Relax... its just a tender submission. I still have time to tell the customer what they really want, after I win. :thumbup:

Thanks everyone for the info and opinions

:thumbsup:


----------



## ponyboy (Nov 18, 2012)

if you really had to protect the whole panel couldn't you use some sort of shunt trip operating off a relay/ground fault monitoring system. just pulling stuff out my ass right now


----------



## vinister (Apr 11, 2012)

Yep Hubbell has that system. Pretty much the same thing though... the kit they offer is installed on Gensets and protects the whole output. 

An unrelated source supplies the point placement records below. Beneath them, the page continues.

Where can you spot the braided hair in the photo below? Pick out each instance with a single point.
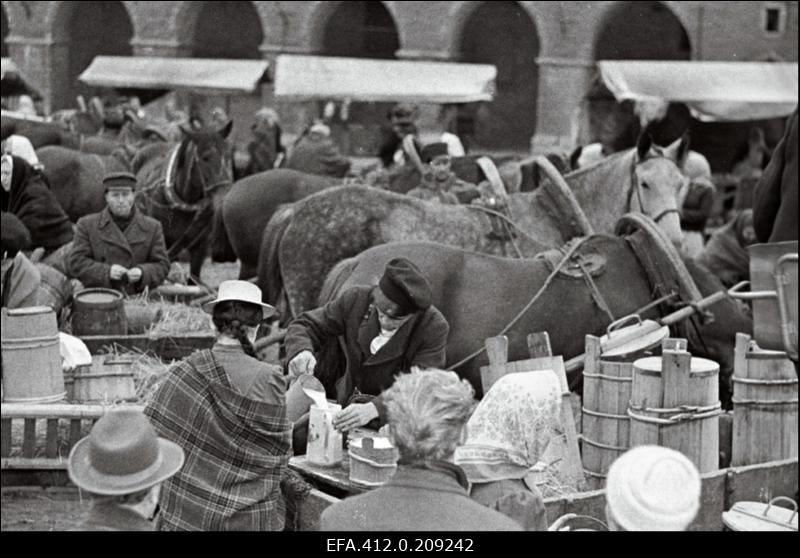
(232, 317)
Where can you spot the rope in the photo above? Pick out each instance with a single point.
(533, 300)
(684, 413)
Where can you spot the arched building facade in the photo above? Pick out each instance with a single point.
(545, 69)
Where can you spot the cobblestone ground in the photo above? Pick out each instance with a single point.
(37, 509)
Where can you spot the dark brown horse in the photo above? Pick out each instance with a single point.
(182, 185)
(480, 295)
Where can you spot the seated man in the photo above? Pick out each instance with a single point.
(25, 194)
(119, 248)
(428, 412)
(316, 153)
(439, 183)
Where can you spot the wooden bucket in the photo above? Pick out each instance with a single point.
(140, 318)
(607, 379)
(109, 379)
(764, 405)
(99, 312)
(31, 356)
(767, 318)
(675, 404)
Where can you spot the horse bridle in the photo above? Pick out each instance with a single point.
(636, 187)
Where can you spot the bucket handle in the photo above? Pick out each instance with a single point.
(736, 292)
(625, 319)
(782, 499)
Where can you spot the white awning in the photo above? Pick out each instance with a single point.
(713, 91)
(214, 76)
(358, 79)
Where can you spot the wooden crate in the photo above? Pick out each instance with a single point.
(48, 433)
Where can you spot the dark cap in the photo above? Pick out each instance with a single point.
(119, 180)
(404, 284)
(433, 150)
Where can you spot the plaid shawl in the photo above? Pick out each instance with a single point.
(237, 451)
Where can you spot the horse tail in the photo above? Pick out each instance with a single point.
(270, 279)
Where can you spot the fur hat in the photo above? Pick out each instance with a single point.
(404, 284)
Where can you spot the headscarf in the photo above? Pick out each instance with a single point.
(510, 429)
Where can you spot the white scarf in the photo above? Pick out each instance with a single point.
(380, 340)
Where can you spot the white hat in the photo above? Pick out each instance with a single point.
(243, 291)
(652, 488)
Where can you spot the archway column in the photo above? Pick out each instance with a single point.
(559, 102)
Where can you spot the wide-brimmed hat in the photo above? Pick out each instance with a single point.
(653, 488)
(123, 455)
(242, 291)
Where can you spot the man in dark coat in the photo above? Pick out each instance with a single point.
(119, 248)
(316, 153)
(428, 412)
(386, 329)
(26, 194)
(775, 196)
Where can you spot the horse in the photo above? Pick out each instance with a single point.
(300, 247)
(182, 185)
(481, 294)
(253, 200)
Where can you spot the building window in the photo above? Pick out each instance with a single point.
(773, 18)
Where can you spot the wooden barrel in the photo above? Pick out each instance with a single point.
(766, 311)
(55, 290)
(765, 405)
(99, 312)
(607, 379)
(140, 317)
(31, 356)
(109, 379)
(675, 404)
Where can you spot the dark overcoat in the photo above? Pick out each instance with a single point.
(775, 196)
(420, 341)
(99, 243)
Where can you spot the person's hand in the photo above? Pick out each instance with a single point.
(355, 415)
(117, 272)
(303, 363)
(134, 275)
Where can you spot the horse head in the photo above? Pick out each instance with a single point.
(658, 186)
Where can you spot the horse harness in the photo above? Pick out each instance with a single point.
(636, 187)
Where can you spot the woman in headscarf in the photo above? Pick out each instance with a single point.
(227, 410)
(507, 436)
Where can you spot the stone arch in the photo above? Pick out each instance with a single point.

Its about $150 in parts for a 50A.


----------



## hydro (Aug 21, 2009)

Would it be to simple to have a 2 pole panel with a gfci breaker feeding the main panel? Similar to a hot tub installation


----------



## Shockdoc (Mar 4, 2010)

I do that with pools using a 60 amp DP GFCI, a lower cost option but a PIA to some when a problem arises. Easy to troubleshoot to qualified electricians.


----------



## brian john (Mar 11, 2007)

vinister said:


> Yep Hubbell has that system. Pretty much the same thing though... the kit they offer is installed on Gensets and protects the whole output.
> 
> Its about $150 in parts for a 50A.


A GFCI or GFPE?


----------



## bennysecond (Jan 18, 2013)

Exactly like John says. 

If they want one on main: Do GFPE and GFCI on runs they need. 
Then you have no problems with tripping all the time.:thumbsup:


----------



## chicken steve (Mar 22, 2011)

That'd be almost like the Euro step grade differential installs....~CS~


----------



## frenchelectrican (Mar 15, 2007)

chicken steve said:


> That'd be almost like the Euro step grade differential installs....~CS~


Pretty much correct on that answer.

Merci,
Marc


----------